Pikaia

Download here: http://astro.ufl.edu/~cmancone/pros/pikaia.pro

This is an IDL port of the Pikaia optimization algorithm. This algorithm was developed and is maintained by the guys at the High Altitude Observatory. This port is from the original version of pikaia, 1.0. This IDL version is optimized for speed with built-in IDL array operations, effecting a roughly 20x speed up from a direct transliteration to IDL. Of course, the original fortran is probably still 10-20 times faster than even this port, so if you are really worried about speed, use fortran. I made a couple changes to the original algorithm as I was speeding stuff up.

1). Most importantly, the elitism flag and the reproduction plan are completely ignored. The only reproduction plan I have included in this port is the steady-state replace worst option. This is done no matter what else you specify. Since the elitism flag doesn't apply to this reproduction plan, it is also ignored.

2). There is no clone protection - i.e. when parents are chosen, a parent can be chosen to reproduce with itself. Although I haven't tested to see what effect this has, I imagine it will be very small for larger populations.

3). By default the user supplied function 'func' is called in order to calculate the fitness of a particular set of values. However, the name of this function can be changed with the new 'fname' keyword to pikaia.

4). Through the use of the _extra keyword you can pass additional parameters through pikaia to 'func'. These can be retrieved by using the _extra keyword in your function declaration. I've included an example below, and there are more details in the idl help.

5). The data passed to the user supplied function, 'func' has been changed. Originally, pikaia would call:
fitness = func(n,parameters)
With parameters being an array of size n, specifying one point in the search space for which the fitness should be calculated. Now, the same calling sequence is used but parameters is now an nxm array where m is an arbitrary number, and each row in this array corresponds to an independent point in the search space for which the fitness must be calculated. Essentially, rather than processing one set of parameters at a time pikaia now passes large numbers of parameters to func and expects it to calculate the fitness of all of them in one go. Once func calculates the fitness of all the points it has been passed, func should return the fitness of every single point in a row vector of size mx1.

Some Considerations

One of the peculiar quirks of IDL is that it's for loops are very slow. This is due in part because IDL will stop in between loops to check for input and perform other tasks which are completely unrelated to the loop in question. For this reason (and a few others), speed optimization in IDL involves getting rid of for loops and utilizing array operations and some of the various, highly optimized, built in functions in IDL. This is an important consideration because one of the biggest potential bottlenecks for speed in Pikaia is the fitness calculation function supplied by the user.
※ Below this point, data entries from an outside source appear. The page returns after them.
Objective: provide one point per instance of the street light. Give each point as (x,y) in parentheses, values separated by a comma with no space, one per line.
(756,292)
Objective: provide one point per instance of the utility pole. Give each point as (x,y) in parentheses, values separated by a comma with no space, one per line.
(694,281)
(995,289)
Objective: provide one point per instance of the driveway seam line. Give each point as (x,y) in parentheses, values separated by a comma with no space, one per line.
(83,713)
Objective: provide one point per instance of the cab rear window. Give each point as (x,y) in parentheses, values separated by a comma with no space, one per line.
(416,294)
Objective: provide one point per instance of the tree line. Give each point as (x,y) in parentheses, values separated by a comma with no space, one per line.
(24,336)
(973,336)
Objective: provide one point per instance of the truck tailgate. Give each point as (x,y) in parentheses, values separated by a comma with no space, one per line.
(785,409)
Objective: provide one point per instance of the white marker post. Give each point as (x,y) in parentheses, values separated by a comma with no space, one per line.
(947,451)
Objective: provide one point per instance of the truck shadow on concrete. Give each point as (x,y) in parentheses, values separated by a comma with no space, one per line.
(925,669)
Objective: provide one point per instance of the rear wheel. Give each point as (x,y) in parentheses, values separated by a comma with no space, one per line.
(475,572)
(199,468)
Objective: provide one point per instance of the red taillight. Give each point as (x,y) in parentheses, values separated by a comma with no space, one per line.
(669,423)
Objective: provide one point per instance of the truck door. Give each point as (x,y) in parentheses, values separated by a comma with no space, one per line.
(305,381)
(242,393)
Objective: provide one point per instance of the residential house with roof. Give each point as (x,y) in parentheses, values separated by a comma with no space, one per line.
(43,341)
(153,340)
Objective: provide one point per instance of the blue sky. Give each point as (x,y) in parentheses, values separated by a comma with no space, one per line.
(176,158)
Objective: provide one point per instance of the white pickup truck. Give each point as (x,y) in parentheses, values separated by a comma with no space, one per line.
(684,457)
So, this speed-optimized version of pikaia is only as fast as your func. For anyone unfamiliar with vectorization and optimization in IDL, I recommend reading these hints: http://www.dfanning.com/documents/tips.html#IDLWAY

An example

Here's a simple example of putting pikaia to work on a gaussian centered at (.5,.5). In the first example I change the center of the gaussian by passing its center through the _extra keywords. You can download this program here.

function example_calc,n,params,_extra=extra
     ; the fitness function will be a gaussian centered at x=extra.x and y = extra.y
     ; params will be an array of size 2x?
     fitness = exp( -1.0*( (params[0,*]-extra.x)^2 + (params[1,*]-extra.y)^2 ) )

     ; the result has to be transposed because the above expression
     ; returns a column vector, but pikaia expects a row vector
     return,transpose(fitness)
end

function example_calc2,n,params
     ; here's the highly optimized version
     return, exp( -1.0*total( (params-.5)^2, 1 ) )
end

function example_calc3,n,params
     ; here's the highly non-optimized version
     npts = n_elements(params[0,*])
     fitness = fltarr(npts)

     for i=0,npts-1 do fitness[i] = exp( -1.0*( (params[0,i]-.5)^2 + (params[1,i]-.5)^2 ) )
     return,fitness
end

pro pikaia_ex

; the only thing we need to tell pikaia is the function name to use
; and the number of parameters to fit. It will automatically load
; reasonable defaults for ctrl (population size: 100, generations: 200)
n = 2
t1 = systime(/seconds)
pikaia,n,ctrl,x,f,status,fname='example_calc',x=.4,y=.6
print,x

t2 = systime(/seconds)
pikaia,n,ctrl,x,f,status,fname='example_calc2'
print,x

t3 = systime(/seconds)
pikaia,n,ctrl,x,f,status,fname='example_calc3'
print,x

t4=systime(/seconds)
print,t2-t1
print,t3-t2
print,t4-t3
end


The results are:
     0.400000     0.600000
     0.500000     0.500000
     0.500000     0.500000
      0.25064087
      0.22182512
      0.25915694

In this case, the fitness function is simple enough that the time doesn't change all that much between the different results. For comparison, the same calculation with a literal transliteration of pikaia from fortran to IDL takes 4.05 seconds, for a factor of 20 difference.